Sephardic Borekas

From the glorious days of Renaissance Spain to the expulsion of the Jews during the Spanish Inquisition in 1492, our ancestors, originally from Zaragoza, Spain, fled to Greece and Turkey, essentially leaving everything behind except for Jewish traditions and memories. At the end of WW II and the Holocaust, the Saragoussi family again immigrated in the 1950s, this time, to the US seeking a better quality of life. With cherished family possessions lost or stolen during the war, my family arrived in New York City by way of the Italian ocean liner, Andrea Doria, with only clothes-filled suitcases, traditions, and memories. One of those saved traditions is the rich, unchanged recipes of delicious Sephardi cuisine. Borekas, a Sephardic delight and staple whose unwritten recipe has passed through the many hands of the Saragoussi family, are still lovingly prepared and savored in our family’s homes today.

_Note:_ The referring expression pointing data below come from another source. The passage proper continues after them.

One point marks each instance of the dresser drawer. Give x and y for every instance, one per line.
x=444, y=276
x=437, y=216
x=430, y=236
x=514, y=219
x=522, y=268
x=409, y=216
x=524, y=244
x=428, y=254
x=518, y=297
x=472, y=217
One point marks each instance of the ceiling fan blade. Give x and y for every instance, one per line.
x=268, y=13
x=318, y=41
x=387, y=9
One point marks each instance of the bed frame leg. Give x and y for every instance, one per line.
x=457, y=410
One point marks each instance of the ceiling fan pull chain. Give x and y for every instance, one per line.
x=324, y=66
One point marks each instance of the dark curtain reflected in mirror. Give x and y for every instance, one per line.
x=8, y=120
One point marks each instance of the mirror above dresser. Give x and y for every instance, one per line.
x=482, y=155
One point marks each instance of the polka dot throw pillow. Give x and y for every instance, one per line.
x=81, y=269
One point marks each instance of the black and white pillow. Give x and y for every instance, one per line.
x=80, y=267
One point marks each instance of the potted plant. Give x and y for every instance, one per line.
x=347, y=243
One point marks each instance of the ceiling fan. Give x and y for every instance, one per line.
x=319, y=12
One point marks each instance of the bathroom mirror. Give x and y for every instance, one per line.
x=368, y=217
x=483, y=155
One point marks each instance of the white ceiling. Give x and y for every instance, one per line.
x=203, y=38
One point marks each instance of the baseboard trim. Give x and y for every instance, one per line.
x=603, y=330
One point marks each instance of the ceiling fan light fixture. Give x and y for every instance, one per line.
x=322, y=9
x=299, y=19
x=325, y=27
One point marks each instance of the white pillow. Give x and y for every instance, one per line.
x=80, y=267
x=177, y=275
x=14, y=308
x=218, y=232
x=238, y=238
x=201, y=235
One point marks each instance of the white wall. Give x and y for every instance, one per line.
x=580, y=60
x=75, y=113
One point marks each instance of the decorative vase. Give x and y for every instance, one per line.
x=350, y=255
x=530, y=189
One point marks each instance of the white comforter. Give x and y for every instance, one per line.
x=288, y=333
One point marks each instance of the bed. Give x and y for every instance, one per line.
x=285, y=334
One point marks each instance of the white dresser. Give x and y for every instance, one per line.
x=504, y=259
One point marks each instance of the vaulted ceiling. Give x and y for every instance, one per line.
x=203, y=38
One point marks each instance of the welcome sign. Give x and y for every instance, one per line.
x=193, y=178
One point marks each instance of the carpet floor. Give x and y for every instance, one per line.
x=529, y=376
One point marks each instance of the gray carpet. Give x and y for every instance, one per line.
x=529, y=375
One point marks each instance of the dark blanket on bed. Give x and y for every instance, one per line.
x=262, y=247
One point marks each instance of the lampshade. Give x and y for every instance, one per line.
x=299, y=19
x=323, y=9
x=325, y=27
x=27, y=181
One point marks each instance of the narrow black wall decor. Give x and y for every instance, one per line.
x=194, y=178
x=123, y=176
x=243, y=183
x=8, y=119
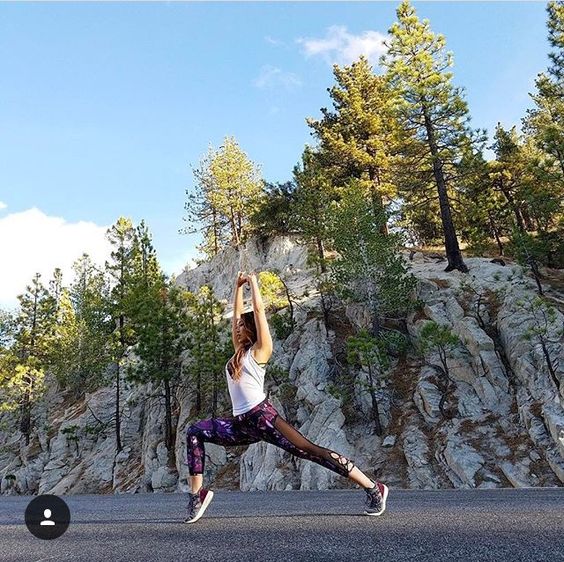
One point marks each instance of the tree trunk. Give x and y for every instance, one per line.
x=496, y=234
x=169, y=435
x=375, y=410
x=118, y=421
x=377, y=202
x=452, y=249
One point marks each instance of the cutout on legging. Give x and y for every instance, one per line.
x=342, y=460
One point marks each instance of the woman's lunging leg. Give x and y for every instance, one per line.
x=221, y=431
x=287, y=437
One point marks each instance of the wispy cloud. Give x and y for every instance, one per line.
x=341, y=47
x=274, y=77
x=37, y=242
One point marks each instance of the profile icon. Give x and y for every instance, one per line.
x=47, y=521
x=47, y=517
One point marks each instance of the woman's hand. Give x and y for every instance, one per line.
x=241, y=278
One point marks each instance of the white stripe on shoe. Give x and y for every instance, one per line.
x=205, y=503
x=384, y=497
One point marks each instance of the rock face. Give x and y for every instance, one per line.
x=504, y=422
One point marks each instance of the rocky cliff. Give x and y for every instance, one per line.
x=505, y=422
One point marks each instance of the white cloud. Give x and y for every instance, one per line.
x=341, y=47
x=273, y=41
x=35, y=242
x=274, y=77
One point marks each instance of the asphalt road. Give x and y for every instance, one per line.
x=466, y=525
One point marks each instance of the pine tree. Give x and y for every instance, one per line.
x=313, y=205
x=209, y=347
x=121, y=270
x=229, y=191
x=431, y=109
x=80, y=356
x=161, y=323
x=545, y=122
x=370, y=267
x=202, y=212
x=31, y=333
x=358, y=136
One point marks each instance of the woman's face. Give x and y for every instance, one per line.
x=241, y=331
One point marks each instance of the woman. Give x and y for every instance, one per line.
x=254, y=417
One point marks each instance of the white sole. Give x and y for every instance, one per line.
x=209, y=497
x=384, y=497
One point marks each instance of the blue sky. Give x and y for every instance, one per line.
x=105, y=106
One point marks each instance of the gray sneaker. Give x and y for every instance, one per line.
x=197, y=504
x=376, y=499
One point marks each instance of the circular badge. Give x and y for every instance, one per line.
x=47, y=517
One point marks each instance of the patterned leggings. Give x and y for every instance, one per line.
x=261, y=423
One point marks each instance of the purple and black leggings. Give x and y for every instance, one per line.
x=261, y=423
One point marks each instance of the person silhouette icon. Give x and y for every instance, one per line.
x=47, y=521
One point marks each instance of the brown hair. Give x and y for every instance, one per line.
x=250, y=337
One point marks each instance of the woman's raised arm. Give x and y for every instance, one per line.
x=263, y=347
x=237, y=306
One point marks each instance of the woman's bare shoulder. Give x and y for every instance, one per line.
x=260, y=358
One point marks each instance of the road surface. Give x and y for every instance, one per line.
x=423, y=525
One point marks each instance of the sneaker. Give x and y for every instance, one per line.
x=197, y=504
x=376, y=499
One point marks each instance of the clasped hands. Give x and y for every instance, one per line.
x=243, y=278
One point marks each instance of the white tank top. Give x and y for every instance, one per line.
x=248, y=391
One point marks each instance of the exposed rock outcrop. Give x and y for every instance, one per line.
x=505, y=423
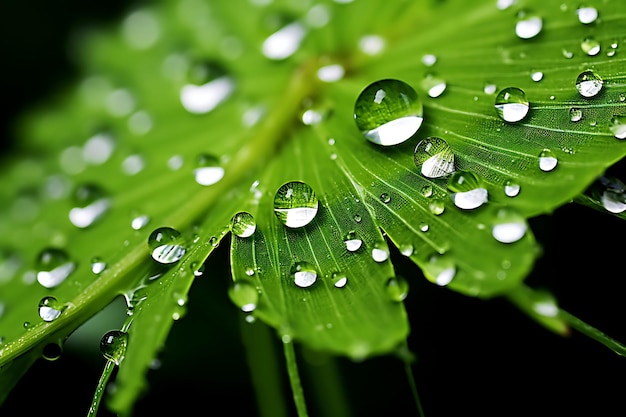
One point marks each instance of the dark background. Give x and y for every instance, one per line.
x=474, y=357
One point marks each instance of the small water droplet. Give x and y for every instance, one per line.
x=575, y=114
x=511, y=104
x=509, y=226
x=97, y=265
x=50, y=308
x=295, y=204
x=466, y=189
x=113, y=345
x=91, y=203
x=304, y=274
x=166, y=245
x=244, y=295
x=208, y=170
x=587, y=15
x=352, y=242
x=434, y=157
x=397, y=288
x=388, y=112
x=54, y=266
x=339, y=279
x=588, y=83
x=242, y=224
x=547, y=160
x=528, y=26
x=590, y=46
x=618, y=127
x=380, y=252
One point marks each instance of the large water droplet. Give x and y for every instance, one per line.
x=618, y=127
x=467, y=192
x=54, y=266
x=547, y=160
x=244, y=295
x=91, y=204
x=166, y=245
x=528, y=27
x=434, y=157
x=509, y=226
x=295, y=204
x=388, y=112
x=242, y=224
x=304, y=274
x=50, y=308
x=588, y=83
x=511, y=104
x=113, y=345
x=208, y=170
x=397, y=288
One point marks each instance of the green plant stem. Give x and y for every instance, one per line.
x=294, y=378
x=593, y=333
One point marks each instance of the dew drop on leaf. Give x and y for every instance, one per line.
x=433, y=157
x=208, y=170
x=53, y=267
x=304, y=274
x=50, y=308
x=589, y=83
x=388, y=112
x=547, y=160
x=295, y=204
x=511, y=104
x=166, y=245
x=91, y=203
x=113, y=345
x=242, y=224
x=466, y=190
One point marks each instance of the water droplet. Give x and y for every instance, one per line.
x=528, y=26
x=284, y=42
x=242, y=224
x=295, y=204
x=588, y=83
x=50, y=308
x=509, y=226
x=166, y=245
x=575, y=114
x=208, y=170
x=139, y=222
x=209, y=86
x=388, y=112
x=511, y=188
x=590, y=46
x=244, y=295
x=467, y=192
x=618, y=127
x=380, y=252
x=434, y=157
x=587, y=15
x=511, y=104
x=91, y=204
x=304, y=274
x=97, y=265
x=113, y=345
x=54, y=266
x=547, y=160
x=353, y=243
x=339, y=279
x=397, y=288
x=435, y=86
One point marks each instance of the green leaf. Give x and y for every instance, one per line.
x=272, y=120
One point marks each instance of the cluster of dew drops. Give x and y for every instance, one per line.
x=387, y=112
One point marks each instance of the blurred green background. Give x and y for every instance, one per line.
x=474, y=357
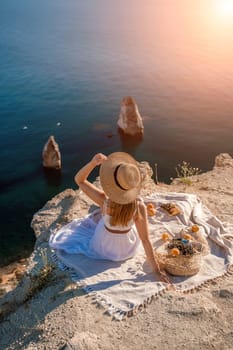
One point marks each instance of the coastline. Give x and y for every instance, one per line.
x=206, y=313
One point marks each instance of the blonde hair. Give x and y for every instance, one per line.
x=121, y=214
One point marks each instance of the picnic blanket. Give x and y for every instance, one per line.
x=123, y=288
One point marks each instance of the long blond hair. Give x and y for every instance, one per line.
x=121, y=214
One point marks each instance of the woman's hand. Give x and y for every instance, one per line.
x=98, y=159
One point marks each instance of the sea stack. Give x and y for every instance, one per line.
x=51, y=155
x=130, y=120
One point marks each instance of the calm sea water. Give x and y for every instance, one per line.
x=65, y=65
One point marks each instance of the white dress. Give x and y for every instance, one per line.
x=85, y=236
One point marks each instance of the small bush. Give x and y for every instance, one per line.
x=184, y=171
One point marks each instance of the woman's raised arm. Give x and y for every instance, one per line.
x=93, y=192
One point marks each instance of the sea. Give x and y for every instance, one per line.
x=65, y=66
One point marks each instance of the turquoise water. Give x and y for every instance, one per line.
x=71, y=62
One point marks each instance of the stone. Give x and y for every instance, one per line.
x=51, y=155
x=130, y=120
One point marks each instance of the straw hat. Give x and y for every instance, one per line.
x=120, y=177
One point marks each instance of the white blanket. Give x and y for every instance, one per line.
x=123, y=288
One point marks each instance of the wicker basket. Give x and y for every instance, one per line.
x=181, y=265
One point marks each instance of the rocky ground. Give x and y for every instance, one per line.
x=46, y=310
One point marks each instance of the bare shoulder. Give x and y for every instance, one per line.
x=141, y=208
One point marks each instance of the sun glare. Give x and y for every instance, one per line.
x=225, y=8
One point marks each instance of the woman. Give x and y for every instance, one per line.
x=123, y=225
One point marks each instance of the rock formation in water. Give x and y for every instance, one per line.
x=130, y=120
x=51, y=154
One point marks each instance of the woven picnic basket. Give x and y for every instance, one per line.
x=182, y=265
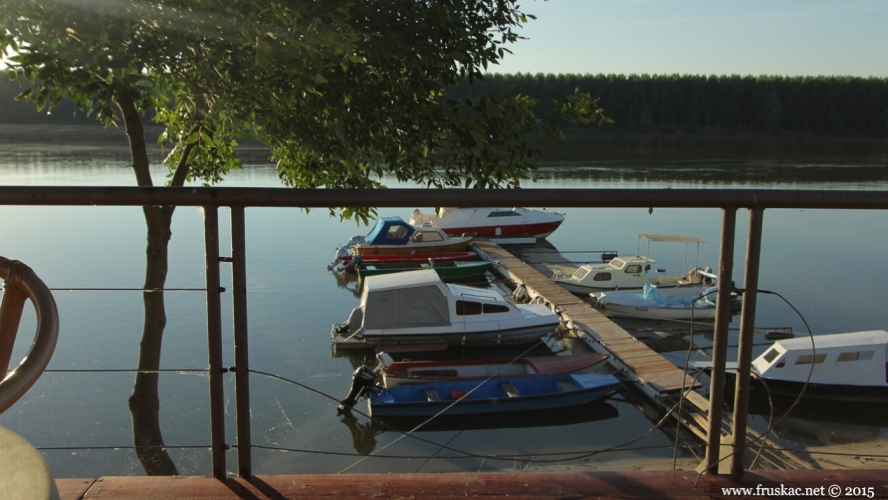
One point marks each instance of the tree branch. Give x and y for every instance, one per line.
x=181, y=172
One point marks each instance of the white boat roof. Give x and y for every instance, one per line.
x=870, y=337
x=401, y=280
x=673, y=238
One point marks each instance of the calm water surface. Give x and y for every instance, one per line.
x=825, y=262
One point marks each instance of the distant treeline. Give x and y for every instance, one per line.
x=841, y=106
x=844, y=106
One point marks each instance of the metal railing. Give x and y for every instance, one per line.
x=728, y=200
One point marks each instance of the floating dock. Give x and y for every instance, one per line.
x=655, y=376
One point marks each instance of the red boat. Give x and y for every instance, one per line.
x=416, y=372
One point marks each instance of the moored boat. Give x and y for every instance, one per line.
x=496, y=395
x=492, y=222
x=844, y=366
x=414, y=372
x=416, y=307
x=413, y=257
x=654, y=303
x=391, y=235
x=445, y=269
x=632, y=272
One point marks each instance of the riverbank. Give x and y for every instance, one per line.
x=580, y=147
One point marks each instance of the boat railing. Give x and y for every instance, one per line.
x=211, y=199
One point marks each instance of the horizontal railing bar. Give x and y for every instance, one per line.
x=125, y=370
x=308, y=198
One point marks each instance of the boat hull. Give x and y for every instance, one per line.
x=420, y=372
x=651, y=312
x=672, y=282
x=814, y=391
x=461, y=245
x=494, y=337
x=539, y=231
x=445, y=269
x=491, y=396
x=425, y=257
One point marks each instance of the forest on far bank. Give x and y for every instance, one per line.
x=842, y=106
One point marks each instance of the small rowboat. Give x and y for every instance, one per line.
x=496, y=395
x=445, y=269
x=417, y=372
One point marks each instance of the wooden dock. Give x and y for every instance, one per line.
x=655, y=375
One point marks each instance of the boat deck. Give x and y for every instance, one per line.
x=653, y=372
x=633, y=484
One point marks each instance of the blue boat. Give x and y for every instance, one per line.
x=538, y=392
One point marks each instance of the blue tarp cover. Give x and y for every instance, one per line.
x=390, y=231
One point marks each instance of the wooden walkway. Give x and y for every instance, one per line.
x=655, y=375
x=620, y=485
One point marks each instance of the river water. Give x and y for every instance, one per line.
x=824, y=262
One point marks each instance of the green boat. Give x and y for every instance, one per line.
x=445, y=269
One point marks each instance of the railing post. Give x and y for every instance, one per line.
x=11, y=308
x=241, y=351
x=720, y=339
x=747, y=329
x=214, y=340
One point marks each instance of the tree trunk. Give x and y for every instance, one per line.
x=144, y=403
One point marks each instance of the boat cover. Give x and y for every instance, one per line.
x=412, y=307
x=390, y=231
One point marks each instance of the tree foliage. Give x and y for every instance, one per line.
x=343, y=92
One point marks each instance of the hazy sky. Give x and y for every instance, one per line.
x=746, y=37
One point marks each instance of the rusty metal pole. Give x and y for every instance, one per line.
x=720, y=340
x=241, y=351
x=747, y=329
x=214, y=340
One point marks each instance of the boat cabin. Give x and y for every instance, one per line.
x=419, y=304
x=631, y=272
x=857, y=358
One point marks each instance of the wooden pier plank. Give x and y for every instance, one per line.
x=597, y=484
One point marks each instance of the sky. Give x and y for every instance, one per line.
x=720, y=37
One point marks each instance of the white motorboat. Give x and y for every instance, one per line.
x=631, y=272
x=395, y=373
x=843, y=366
x=654, y=303
x=492, y=222
x=416, y=307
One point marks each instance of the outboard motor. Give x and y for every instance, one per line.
x=343, y=251
x=363, y=379
x=356, y=260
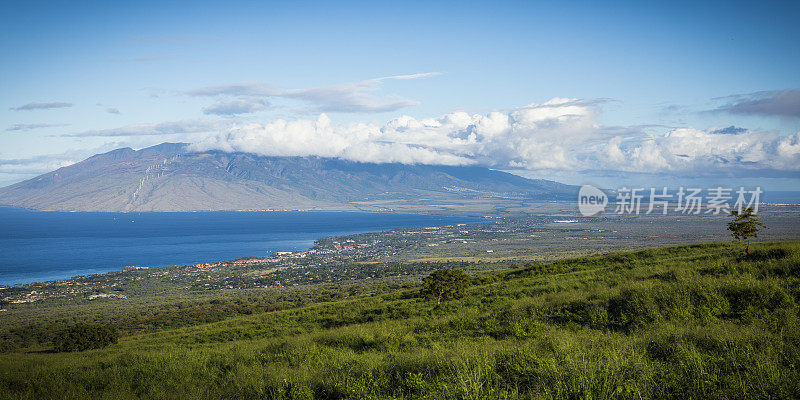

I remember watching my Turkish-born grandmother, Nona, who journeyed with our family to America and lived with us during her twilight years, preparing all the ingredients to make the tasty borekas. With nothing more than a fork, knife, bowl, a smooth glass cup (used to cut and roll the dough), and her strong, skillful hands, Nona would swiftly prepare the dough, then mix chopped beef OR feta or kashkaval (a robust Greek yellow cheese), or even merenjena (eggplant) with eggs, scallions, and a dash of pepper into a bowl. Then, one by one, she would flatten the small rounds of dough, fill and form the half-moon shaped borekas. Depending on the filling, Nona sealed the edges of the dough differently to identify its contents – cheese edged with fork marks, meat finished with the edge tightly twisted. Finally, once the borekas were arranged on the baking sheet, Nona would dip her fingers into the egg wash and carefully “brush” the top of each boreka. A half-hour later, with the house filled with the familiar scent of freshly baked pastries, my sisters and I would congregate in the kitchen, eagerly waiting for Nona to serve us fresh, hot borekas.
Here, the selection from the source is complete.